A ação envolverá toda a equipe de campo da Vigilância Ambiental, que estará mobilizada durante os dois dias para realizar a instalação simultânea das armadilhas nos bairros definidos.
As ovitrampas são recipientes utilizados para o monitoramento da presença do mosquito em determinadas regiões. Elas atraem a fêmea do Aedes aegypti para a deposição dos ovos, que ficam retidos em uma paleta. A partir daí, as equipes realizam a coleta desses ovos e encaminham o material ao laboratório municipal para análise e acompanhamento.
“As armadilhas não fazem a identificação da espécie, mas sim o monitoramento da presença do mosquito em uma região. Quem faz a identificação é o agente de campo, que realiza visitas diárias. Quando encontra larvas, faz a coleta e traz até o nosso laboratório, onde é feita a análise para identificar a espécie se é Aedes aegypti, albopictus ou outro tipo.
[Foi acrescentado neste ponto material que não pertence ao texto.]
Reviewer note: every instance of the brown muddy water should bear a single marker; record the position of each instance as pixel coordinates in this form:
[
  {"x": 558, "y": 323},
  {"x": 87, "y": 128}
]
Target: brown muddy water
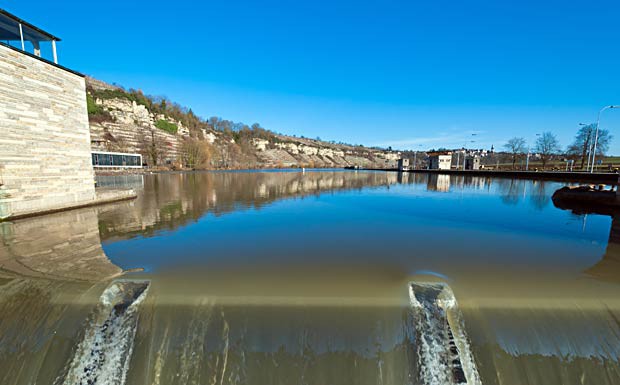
[{"x": 322, "y": 277}]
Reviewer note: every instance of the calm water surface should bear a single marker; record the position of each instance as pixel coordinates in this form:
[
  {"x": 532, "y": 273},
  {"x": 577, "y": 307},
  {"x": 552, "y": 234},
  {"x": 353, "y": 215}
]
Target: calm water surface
[{"x": 301, "y": 278}]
Já nas armadilhas, fazemos a retirada dos ovos depositados pela fêmea e acompanhamos o comportamento do mosquito naquele ponto”, explica Claudete Damasceno, coordenadora da Vigilância em Saúde Ambiental.
Na primeira etapa, foram instaladas 111 ovitrampas em pontos estratégicos do município. Agora, nesta segunda fase, o número será ampliado com a instalação de mais 348 armadilhas, totalizando 459 ovitrampas ativas em Sorriso.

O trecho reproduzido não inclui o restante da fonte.